A very simple approach, although no results guaranteed. Open as many of the files at once as you can and read all of them at once - either using threads or asynchronous I/O. This way the disk scheduler knows what you read and can reduce the seeks by itself. Edit: as wildplasser observes, parallel open() is probably only doable using threads, not async I/O.
The alternative is to try to do the heavy lifting yourself. Unfortunately this involves a difficult step - getting the mapping of the files to physical blocks. There is no standard interface to do that, you could probably extract the logic from something like ext2fsprogs or the kernel FS driver. And this involves reading the physical device underlying a mounted filesystem, which can be writing to it at the same time you're trying to get a consistent snapshot.
Once you get the physical blocks, just order them, reverse the mapping back to the file offsets and execute the reads in the physical block order.
could you recommend using a SSD for the file storage? that should reduce seek times greatly as there's no head to move.
Since operations are similar and data are independent you can try using a thread pool to submit jobs that work on a number of files (can be a single file). Then you can have an idle thread complete a single job. This might help overlapping IO operations with execution.
A simple way would be to keep the original program, but fork an extra process which has no other task than to prefetch the files, and prime the disk buffer cache. ( a unix/linux system uses all "free" memory as disk buffer).
The main task will stay a few files behind (say ten). The hard part would be to keep things synchronised. A pipe seems the obvious way to accomplish this.
UPDATE:
Pseudo code for the main process:
fetch filename from worklist
if empty goto 2.
(maybe) fork a worker process or thread
add to prefetch queue
add to internal queue
if fewer than XXX items on internal queue goto 1
fetch filename from internal queue
process it
goto 1
For the slave processes:
fetch from queue
if empty: quit
prefetch file
loop or quit
For the queue, a message queue seems most appropiate, since it maintains message boundaries.

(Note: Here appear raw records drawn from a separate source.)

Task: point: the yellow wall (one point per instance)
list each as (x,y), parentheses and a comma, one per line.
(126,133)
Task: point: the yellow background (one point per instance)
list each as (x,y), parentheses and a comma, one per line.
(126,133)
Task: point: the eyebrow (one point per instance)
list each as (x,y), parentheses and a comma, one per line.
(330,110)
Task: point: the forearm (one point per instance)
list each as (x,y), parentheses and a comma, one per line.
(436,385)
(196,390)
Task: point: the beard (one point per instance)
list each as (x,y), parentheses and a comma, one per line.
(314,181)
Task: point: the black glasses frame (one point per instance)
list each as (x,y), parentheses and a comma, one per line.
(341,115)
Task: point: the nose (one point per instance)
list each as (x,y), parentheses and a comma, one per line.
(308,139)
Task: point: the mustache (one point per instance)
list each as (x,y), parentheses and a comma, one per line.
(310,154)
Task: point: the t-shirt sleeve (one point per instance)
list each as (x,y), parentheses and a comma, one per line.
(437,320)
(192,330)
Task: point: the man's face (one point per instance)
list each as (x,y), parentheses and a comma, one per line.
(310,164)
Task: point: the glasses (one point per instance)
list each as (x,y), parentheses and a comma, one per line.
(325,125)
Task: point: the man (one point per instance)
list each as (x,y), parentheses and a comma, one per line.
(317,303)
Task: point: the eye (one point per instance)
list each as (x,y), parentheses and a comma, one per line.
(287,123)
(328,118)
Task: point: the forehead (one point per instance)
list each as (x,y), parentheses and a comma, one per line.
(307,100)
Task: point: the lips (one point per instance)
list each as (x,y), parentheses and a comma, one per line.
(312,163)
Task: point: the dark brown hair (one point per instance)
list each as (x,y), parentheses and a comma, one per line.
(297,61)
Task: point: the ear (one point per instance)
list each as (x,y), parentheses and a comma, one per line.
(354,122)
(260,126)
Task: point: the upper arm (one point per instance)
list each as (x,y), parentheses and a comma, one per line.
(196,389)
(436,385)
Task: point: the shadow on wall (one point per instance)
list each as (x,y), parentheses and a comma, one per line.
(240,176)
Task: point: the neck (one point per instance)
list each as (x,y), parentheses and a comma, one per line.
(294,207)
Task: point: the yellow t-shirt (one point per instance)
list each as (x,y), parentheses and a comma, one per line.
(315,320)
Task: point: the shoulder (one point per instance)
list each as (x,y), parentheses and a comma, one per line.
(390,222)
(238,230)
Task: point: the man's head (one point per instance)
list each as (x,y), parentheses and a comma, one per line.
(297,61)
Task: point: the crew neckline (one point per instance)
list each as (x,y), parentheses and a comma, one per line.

Another way would be to have one pipe per child (in the fork() case) or use mutexes (when using threads).
You'll need approximate seektime_per_file / processing_time_per_file worker threads / processes.
As a simplification: if seeking the files is not required (only sequential access), the slave processes could consist of the equivalent of
dd if=name bs=500K
, which could be wrapped into a popen() or a pipe+fork().